Sulfur deposition in the northeastern U.S. has been decreasing since the 1970s and there has been a concomitant decrease in the SO4 lost from drainage waters from forest catchments of this region. It has been established previously that the SO4 lost from drainage waters exceeds SO4 inputs in bulk precipitation, but the cause for this imbalance has not been resolved.

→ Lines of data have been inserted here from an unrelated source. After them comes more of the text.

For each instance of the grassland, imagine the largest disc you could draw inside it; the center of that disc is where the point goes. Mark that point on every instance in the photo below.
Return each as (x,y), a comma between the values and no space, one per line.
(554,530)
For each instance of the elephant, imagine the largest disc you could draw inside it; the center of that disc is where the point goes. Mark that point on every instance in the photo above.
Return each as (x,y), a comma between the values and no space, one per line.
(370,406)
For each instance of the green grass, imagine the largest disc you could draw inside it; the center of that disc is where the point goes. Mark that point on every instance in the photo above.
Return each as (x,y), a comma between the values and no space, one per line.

The use of stable S isotopes and the availability of archived bulk precipitation and stream water samples at the Hubbard Brook Experimental Forest (HBEF) in New Hampshire provided a unique opportunity to evaluate potential sources and sinks of S by analyzing the long-term patterns (1966–1994) of the d34S values of SO4. In bulk precipitation adjacent to the Ecosystem Laboratory and near Watershed 6 the d34S values were greater (mean: 4.5 and 4.2l, respectively) and showed more variation (variance: 0.49 and 0.30) than stream samples from Watersheds 5 (W5) and 6 (W6) (mean: 3.2 and 3.7; variance: 0.09 and 0.08, respectively). These results are consistent with other studies in forest catchments that have combined results for mass balances with stable S isotopes. These results indicate that for those sites, including the HBEF, where atmospheric inputs are 10 kg S ha-1 yr-1, most of the deposited SO4 cycles through the biomass before it is released to stream water. Results from W5, which had a whole-tree harvest in 1983–1984 showed that adsorption/desorption processes play an important role in regulating net SO4 retention for this watershed-ecosystem. Although the isotopic results suggest the importance of S mineralization, conclusive evidence that there is net mineralization has not yet been shown. However, S mass balances and the isotopic result are consistent with the mineralization of organic S being a major contributor to the SO4 in stream waters at the HBEF.